I’m not sure I understand what you mean by “the button”. If you’re comparing this to DeepSeek’s copying, it’s not really the same thing right? DeepSeek essentially stole intellectual property by violating OpenAI’s terms of service. As I understand it, this is a copy of Google’s Deep Research
Deepseek proved that there is no moat. Thus no path to profitability for openai, anthropic & co.
Stealing from thieves is fine by me. Sama was the one claiming that all information could be used to train LLMs, without permisdion of the copyright holders.
Now the same is being done to openai. Well, too bad.
> Stealing from thieves is fine by me. Sama was the one claiming that all information could be used to train LLMs, without permisdion of the copyright holders.
OpenAI and other LLMs scraping the internet is probably covered under fair use. DeepSeek’s violation of OpenAI’s terms is pretty clearly a violation of their terms and not legal.
Care to explain how something that cannot be copyrighted and was not generated by a human is “intellectual property“? Or are you just parroting a narrative?
Yes those cases will be interesting. By default a lot of copyrighted content may be legal to use for training (in the US but also many other places) under what’s called fair use. The cases you’re referring to will likely reinforce this, but it isn’t known yet. Note that it’s not just OpenAI on that side of the argument but also other (non tech) organizations that believe protecting fair use here is current law and essential.
I'm sorry but what the fuck is this product pitch?

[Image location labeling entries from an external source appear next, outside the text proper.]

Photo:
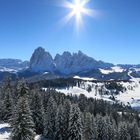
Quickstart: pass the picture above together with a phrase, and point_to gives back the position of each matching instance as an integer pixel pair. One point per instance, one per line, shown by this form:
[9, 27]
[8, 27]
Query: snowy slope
[112, 70]
[130, 96]
[5, 132]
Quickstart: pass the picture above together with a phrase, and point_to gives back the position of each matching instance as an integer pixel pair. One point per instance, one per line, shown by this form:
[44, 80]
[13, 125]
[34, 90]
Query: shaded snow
[112, 70]
[84, 78]
[5, 133]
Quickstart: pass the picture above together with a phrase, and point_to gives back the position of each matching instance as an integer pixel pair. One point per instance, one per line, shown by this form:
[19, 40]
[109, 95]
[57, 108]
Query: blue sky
[112, 36]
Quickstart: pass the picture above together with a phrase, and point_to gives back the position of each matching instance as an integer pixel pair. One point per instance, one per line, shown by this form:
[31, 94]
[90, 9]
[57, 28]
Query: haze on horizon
[112, 35]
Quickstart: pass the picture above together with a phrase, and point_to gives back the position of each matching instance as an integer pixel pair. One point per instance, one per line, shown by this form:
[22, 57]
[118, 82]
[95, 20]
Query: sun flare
[78, 9]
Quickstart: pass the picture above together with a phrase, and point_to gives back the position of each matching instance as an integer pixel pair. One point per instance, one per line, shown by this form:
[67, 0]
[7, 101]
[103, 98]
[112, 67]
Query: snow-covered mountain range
[118, 82]
[67, 65]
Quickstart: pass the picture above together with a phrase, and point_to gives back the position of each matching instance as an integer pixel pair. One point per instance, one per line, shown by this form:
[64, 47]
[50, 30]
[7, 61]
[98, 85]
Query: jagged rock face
[66, 63]
[15, 64]
[41, 61]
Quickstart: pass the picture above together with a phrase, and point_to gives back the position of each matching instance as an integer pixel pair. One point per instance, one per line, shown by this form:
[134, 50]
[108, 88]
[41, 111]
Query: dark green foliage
[61, 117]
[22, 124]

Anyone who's done any kind of substantial document research knows that it's a NIGHTMARE of chasing loose ends & citogenesis.
Trusting an LLM to critically evaluate every source and to be deeply suspect of any unproven claim is a ridiculous thing to do. These are not hard reasoning systems, they are probabilistic language models.
o1 and o3 are definitely not your run of the mill LLM. I've had o1 correct my logic, and it had correct math to back up why I was wrong. I'm very skeptical, but I do think at some point AI is going to be able to do this sort of thing.
OpenAI is very much in an existential crisis and their poor execution is not helping their cause. Operator or “deep research” should be able to assume the role of a Pro user, run a quick test, and reliably report on whether this is working before the press release right?
man you work for high flyer or something? i know that's not really a fair question but oai still seems to lead the pack. i know it's a hype-y area but responding to one (1) model that's comparable to o4 but cheaper with "guys it's so over for openai" is excessive.
Most people I talk to are at the point now where getting completely incorrect answers 10% of the time — either obviously wrong from common sense, or because the answers are self contradictory — undermines a lot of trust in any kind of interaction. Other than double checking something you already know, language models aren’t large enough to actually know everything. They can only sound like they do.
What I’m looking for is therefore not just the correct answer, but the correct answer in an amount of time that’s faster than it would take me to research the answer myself, and also faster than it takes me to verify the answer given by the machine.
It’s one thing to ask a pupil to answer an exam paper to which you know the answers. It’s a whole next level to have it answer questions to which you don’t know the answers, and on whose answers you are relying to be correct.